Monday, March 24, 2014

Yes You Are a Boy….

Ah the joys of little boys….
It was not long after he arrived that Mr D discovered he had an extra appendage, shall we say.  And like most boys (big and small) he found it to be a fascinating ‘toy’.  My first reaction was one of shock and dismay.  “He can’t be doing that yet!” I said to the hubby, who found the whole thing rather amusing.  “Sure he can, it feels nice.” Was his less than sympathetic response.  Eventually I came to grips (no pun intended)with the situation and just let him do what he was going to do.
About a year ago, he discovered that it had a name.  “What’s that?” he asked the hubby.    Without missing a beat he replied “It’s a  penis.”  “Peeenis” D whispered in awe….  Again, neither of us really paid any attention.  Then it started….
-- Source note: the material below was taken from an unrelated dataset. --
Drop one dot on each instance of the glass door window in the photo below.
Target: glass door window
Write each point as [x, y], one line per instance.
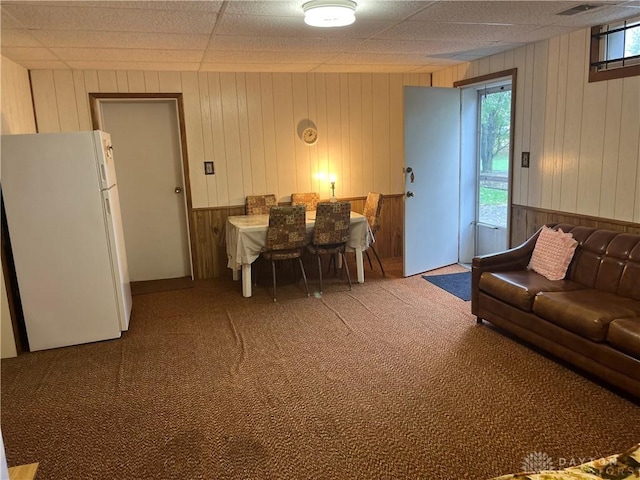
[493, 155]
“Do you have a penis, Mommy?”   “No.”
“Does Wibia have a penis, Mommy?”  “No”
“Does Daddy have a penis, Mommy?” “Yes”
We carefully explained to him that boys had one and girls did not.  (Yeah – we were kind of vague on what girls have – I don’t think I am ready for that conversation or how he will end up saying it!)  For some reason this seemed to solidify things for him and instead of asking if everyone had a penis he would ask if they were a boy or a girl.  Periodically the penis question would pop up (again, no pun intended), but for the most part he seemed to leave it alone.
Of course that still didn’t mean that he wasn’t occasionally using the word.  One afternoon on our weekly trip to Wal-Mart, both kids piped up that they needed to use the potty.  As we like the idea of them being potty trained we both dutifully took a child and headed to the restrooms.
A and I finished quickly enough and were waiting for the boys.  Pretty soon they appear, and I notice the hubby has a strange smirk on his face, like he is trying hard not to laugh.  We head off to battle various Wal-Mart Demons, and I forgot about the whole thing until we hit the juice aisle.  At this point the hubby can no longer contain himself and begins giggling.  “What?” I asked, slightly annoyed that he was finding the juice aisle soooo amusing.
He then explains that while D was going bathroom, the hubby decided to go too.  Apparently D noticed this and piped up with “Daddy, you have a BIIIIG penis!” right about the time someone walked into the bathroom.  My husband was torn between being flattered and horrified…said he kept waiting for someone to call the cops on him.  I asked him what he said to D.  He said he did not have the heart to tell the little guy that it was pretty normal, especially since D seemed so impressed.  (I managed not to snort too much.)
Of course this gave us all a big chuckle and life went on pretty much as normal.  Last month D realized he had a birthday coming up.  For days he has mentioned “My birthday is coming” and how he wanted a Mickey Mouse cake.  Knowing full well that this would change, we just nodded and explained yes, his birthday was coming and yes, he could have a cake.  Last week he was still going on about a Mickey Mouse cake, so I dutifully borrowed a cake pan from a girl at work.  Saturday, was beautiful out so we took the kids to a park to let them run amuck.  On the way home, D started babbling on and on again about his birthday. 
“I have a birthday coming up!” 
“Yes you do,” said daddy.
“I get a cake and presents on my birthday!”
“Yes you do,” said daddy.
“What do you want for your birthday?” Daddy asked.
“I want Angry birds, Mikey Mouse, Spiderman, Superman, and a penis cake!”
Silence filled the van.  “What did he say?” whispered the hubby.  “You heard it…he wants a penis cake.” I whispered back.
Anyone got a cake pan in the shape of a penis I can borrow?